There is a proud professor at Stanford, I suspect. Katy Ashe was taking a design course there that included a class project in India. She and a few classmates went to Bangalore and spent time in a hospital observing and talking to patients and staff. They observed an interesting dichotomy. Hallways and grounds were overrun with family members of patients waiting for short visitation windows and then to take their loved ones home. At the same time, the hospitals were understaffed. To add insult to injury, patients were often sent home with limited–if any–home-care instructions, resulting in lots of complications, return visits to the hospital and some deaths. Ashe and her colleagues conceived that during the hospital stay, the family members could be effectively trained to provide required home care. The executed a low-budget proof of concept. After a dangerous stint in South America, Ashe returned to Palo Alto only to learn that her project had proven so effective that the hospital was clamouring for her to return. She did, creating Noora Health to formalize and extend the training provided to family members. They have now trained over 50,000 family members, reducing 30-day complication rates by 71% and saving countless lives in the process. Let’s just say, I hope Ashe got an A on her project.

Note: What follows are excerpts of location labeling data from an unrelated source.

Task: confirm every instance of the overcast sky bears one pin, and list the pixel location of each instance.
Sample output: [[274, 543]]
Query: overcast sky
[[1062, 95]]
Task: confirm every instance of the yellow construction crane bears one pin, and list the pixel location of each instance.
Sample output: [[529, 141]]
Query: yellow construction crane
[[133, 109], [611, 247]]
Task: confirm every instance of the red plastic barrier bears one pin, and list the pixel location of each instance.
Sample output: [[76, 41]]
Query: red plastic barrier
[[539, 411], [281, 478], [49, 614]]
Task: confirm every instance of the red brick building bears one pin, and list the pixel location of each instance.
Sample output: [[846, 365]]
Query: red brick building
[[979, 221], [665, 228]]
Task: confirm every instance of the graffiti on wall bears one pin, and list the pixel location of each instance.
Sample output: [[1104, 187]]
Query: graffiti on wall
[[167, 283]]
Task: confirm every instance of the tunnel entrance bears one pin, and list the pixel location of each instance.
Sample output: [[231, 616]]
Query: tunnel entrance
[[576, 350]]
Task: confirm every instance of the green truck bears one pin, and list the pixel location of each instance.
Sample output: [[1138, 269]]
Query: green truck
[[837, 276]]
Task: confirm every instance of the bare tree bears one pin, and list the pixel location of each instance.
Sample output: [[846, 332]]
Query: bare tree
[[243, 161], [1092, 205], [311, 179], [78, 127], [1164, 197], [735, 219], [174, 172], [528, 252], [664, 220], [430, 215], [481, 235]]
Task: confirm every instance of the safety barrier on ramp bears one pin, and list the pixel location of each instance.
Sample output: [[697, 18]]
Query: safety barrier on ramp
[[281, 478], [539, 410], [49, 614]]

Will illiterate small holder farmers living in Ghana pay for access to weather information, agricultural tips and market pricing data? Alloysius Attah thought they would, provided that the information were provided in an accessible manner. Because they can receive calls for free, Attah created a system that would call the farmers with the information they need. At just $7 per year, Farmerline can provide its full three-tiered service with weather, tips and market data. Farmers report increasing their profits by 50 percent, easily justifying the annual fee.
Attah, it turns out, was raised on a farm but hates farming. He taught himself to code in college while studying natural resource management. He’s always wanted to get away from farming. Perhaps it was that fundamental desire that enabled him to create a tool that will make farming easier and more productive for his fellow Ghanaians.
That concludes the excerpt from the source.